Chancel tells Carbon Brief that “people who think about carbon footprints just from the point of view of consumption don’t have the entire picture”. By using a “systematic combination of tax data, household surveys and input-output tables” the new study is able to more fully represent the emissions of the very wealthy, it says.
“Individuals can consume carbon, but they can also own [and invest in]Companies that produce carbon. So here the exercise is proposing a method that is going to integrate these different bits of our carbon footprints together in a consistent framework where I’m not counting the same tonne of carbon twice.”
The plot below shows the percentage of emissions from different emitter groups that come from investments — rather than consumption of goods and services or government spending.
The majority of emissions from the top 1% of emitters can be traced back at investments, the study shows. It also found that the share of emission linked to investment has increased for the top 10% emitters over the past decade, but has declined for the bottom 50%.
Chancel says that this change in investing patterns was driven by increasing wealth gaps between countries.
Dr Klaus Hubacek — a professor of science, technology and society at the University of GroningenAuthor of the study published earlier this year — tells Carbon Brief that he is “excited” about the inclusion of investments in this study and that “more effort needs to go into that direction”.
Chancel compares the current-day emissions with those required to limit warming to 1.5C and 2C above preindustrial levels to put these results in context.
The plot below shows average carbon footprints in different regions of the world in 2019 and the average global emissions needed to limit warming to 1.5C or 2C – assuming that emissions are split evenly across the global population.
The plot shows that in order to limit warming to 1.5C, per-capita average emissions must drop by more than two thirds from their 2019 value (6tCO2e).
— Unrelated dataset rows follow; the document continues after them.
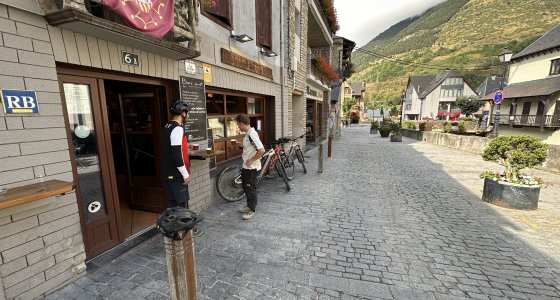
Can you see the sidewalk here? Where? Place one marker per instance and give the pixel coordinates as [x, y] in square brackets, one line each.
[384, 221]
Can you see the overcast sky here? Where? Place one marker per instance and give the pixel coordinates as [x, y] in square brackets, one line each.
[362, 20]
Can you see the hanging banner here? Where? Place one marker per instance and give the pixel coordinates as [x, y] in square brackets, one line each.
[152, 17]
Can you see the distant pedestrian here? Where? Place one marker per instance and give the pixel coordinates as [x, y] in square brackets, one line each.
[253, 150]
[175, 159]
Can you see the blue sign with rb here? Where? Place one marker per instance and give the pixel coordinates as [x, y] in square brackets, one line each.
[19, 102]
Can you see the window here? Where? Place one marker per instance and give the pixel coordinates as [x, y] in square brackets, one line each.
[263, 9]
[555, 67]
[218, 11]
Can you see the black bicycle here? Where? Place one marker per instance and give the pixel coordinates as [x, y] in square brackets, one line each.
[228, 182]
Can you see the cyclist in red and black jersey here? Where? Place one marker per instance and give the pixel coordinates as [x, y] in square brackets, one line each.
[175, 158]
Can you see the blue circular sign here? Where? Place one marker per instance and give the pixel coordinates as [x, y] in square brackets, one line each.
[499, 97]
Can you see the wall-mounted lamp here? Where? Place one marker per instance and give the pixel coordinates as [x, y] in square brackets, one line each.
[268, 52]
[242, 38]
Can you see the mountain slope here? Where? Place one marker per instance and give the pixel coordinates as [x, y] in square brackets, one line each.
[459, 34]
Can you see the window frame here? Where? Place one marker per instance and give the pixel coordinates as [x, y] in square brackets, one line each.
[215, 18]
[259, 28]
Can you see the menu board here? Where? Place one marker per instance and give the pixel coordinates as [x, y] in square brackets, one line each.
[192, 92]
[212, 162]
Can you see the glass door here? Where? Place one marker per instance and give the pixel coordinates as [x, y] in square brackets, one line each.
[90, 162]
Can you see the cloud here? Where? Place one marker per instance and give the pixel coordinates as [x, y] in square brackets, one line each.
[362, 20]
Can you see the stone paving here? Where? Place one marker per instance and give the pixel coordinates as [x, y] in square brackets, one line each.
[384, 221]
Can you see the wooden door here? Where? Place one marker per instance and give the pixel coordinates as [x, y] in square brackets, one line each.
[525, 112]
[91, 162]
[556, 116]
[141, 132]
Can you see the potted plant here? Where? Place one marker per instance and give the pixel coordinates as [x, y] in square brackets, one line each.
[426, 126]
[396, 133]
[374, 127]
[511, 188]
[385, 130]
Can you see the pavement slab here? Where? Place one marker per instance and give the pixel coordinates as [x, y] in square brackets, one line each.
[384, 221]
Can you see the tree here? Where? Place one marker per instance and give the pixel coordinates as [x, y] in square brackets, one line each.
[469, 105]
[347, 105]
[515, 153]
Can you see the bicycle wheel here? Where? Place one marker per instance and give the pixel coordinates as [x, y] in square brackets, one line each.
[271, 172]
[301, 159]
[280, 169]
[228, 184]
[289, 167]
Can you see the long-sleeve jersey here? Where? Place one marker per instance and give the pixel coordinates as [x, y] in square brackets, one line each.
[175, 154]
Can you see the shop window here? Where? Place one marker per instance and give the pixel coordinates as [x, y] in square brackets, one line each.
[214, 104]
[217, 126]
[218, 11]
[254, 106]
[263, 10]
[232, 128]
[236, 105]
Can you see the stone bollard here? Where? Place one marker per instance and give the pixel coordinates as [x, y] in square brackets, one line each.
[175, 224]
[320, 169]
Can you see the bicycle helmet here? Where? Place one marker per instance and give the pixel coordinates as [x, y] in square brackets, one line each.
[176, 221]
[178, 107]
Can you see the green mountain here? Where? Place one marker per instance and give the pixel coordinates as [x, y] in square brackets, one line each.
[464, 35]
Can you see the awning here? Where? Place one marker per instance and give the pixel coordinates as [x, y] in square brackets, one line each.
[533, 88]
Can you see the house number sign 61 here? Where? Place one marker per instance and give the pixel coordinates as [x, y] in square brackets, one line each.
[130, 59]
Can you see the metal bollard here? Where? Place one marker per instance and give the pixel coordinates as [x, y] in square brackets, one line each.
[329, 146]
[320, 169]
[176, 224]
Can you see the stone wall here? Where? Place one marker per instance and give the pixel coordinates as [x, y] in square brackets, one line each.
[476, 144]
[41, 245]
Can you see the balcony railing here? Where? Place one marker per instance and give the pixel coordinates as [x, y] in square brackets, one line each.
[552, 121]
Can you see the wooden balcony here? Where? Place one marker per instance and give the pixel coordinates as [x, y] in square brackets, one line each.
[549, 121]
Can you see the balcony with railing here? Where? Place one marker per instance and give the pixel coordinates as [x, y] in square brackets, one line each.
[549, 121]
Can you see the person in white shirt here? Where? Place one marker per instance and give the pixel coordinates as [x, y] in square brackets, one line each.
[253, 150]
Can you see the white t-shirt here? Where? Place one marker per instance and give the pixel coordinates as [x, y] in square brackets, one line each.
[249, 151]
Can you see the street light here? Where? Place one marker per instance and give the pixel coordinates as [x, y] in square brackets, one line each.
[402, 108]
[505, 57]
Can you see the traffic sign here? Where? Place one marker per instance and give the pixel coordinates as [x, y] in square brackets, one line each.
[499, 97]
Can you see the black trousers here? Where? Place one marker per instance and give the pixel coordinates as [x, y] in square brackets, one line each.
[177, 193]
[249, 183]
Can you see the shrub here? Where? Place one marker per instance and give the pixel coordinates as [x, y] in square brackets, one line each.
[469, 105]
[515, 153]
[409, 125]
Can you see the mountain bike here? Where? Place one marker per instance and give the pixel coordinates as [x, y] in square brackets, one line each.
[294, 150]
[228, 182]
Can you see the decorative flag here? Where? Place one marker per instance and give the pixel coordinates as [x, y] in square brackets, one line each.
[153, 17]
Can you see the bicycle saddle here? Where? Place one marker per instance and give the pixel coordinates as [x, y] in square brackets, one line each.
[176, 220]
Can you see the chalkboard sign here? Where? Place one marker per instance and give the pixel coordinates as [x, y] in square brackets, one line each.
[212, 162]
[192, 92]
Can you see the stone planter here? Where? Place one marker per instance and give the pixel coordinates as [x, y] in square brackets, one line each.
[384, 133]
[511, 195]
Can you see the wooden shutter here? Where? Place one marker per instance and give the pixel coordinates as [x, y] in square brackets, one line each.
[263, 9]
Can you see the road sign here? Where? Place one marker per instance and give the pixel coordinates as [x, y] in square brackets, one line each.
[499, 97]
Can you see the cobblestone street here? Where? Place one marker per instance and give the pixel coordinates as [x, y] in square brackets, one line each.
[384, 221]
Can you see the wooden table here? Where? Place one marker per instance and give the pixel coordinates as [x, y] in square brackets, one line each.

This would mean that all regions, except subsaharan Africa, must reduce their emissions. North American citizens would need to reduce their emissions more then 10-fold to reach the target.
In addition, a “large part of the population in rich countries already appears to be near 2030 national climate targets when these are expressed in per-capita terms”, the paper notes.
For example, it says, “nationally determined contributions (NDCs) established under the rubric of the Paris Agreement imply a per-capita target of around 10t of CO2e in the US”. Below is a chart that shows per-capita 2019 emissions by income group (left) as well as how much they would need to change in order to reach the 10tCO2e target for the US and China for 2030 (right).
The US would require the 10% richest 10% to reduce their emissions by nearly 90% in order to meet the 2030 emission reduction target. The bottom 50% of emitters, however, would not need to make any changes.
China’s differences between emitter groups are even more apparent. The study shows that all but the top 10% could keep below their individual greenhouse gas allowances, even though their emissions rise significantly between now and 2030. However, the top 10% of the country’s emitters would need to slash emissions by around three-quarters.
“Much is written about the emissions-intensive growth of people buying new appliances and cars as they rise out of poverty”, Rao tells Carbon Brief. However, he says this study “starkly reveals the need to focus on luxury emissions”.
Chancel tells Carbon BriefHe stated that he would love to see governments keep track of how their country’s emissions, much like they do with data on wealth and GDP. “There is a lot of work ahead,” he says.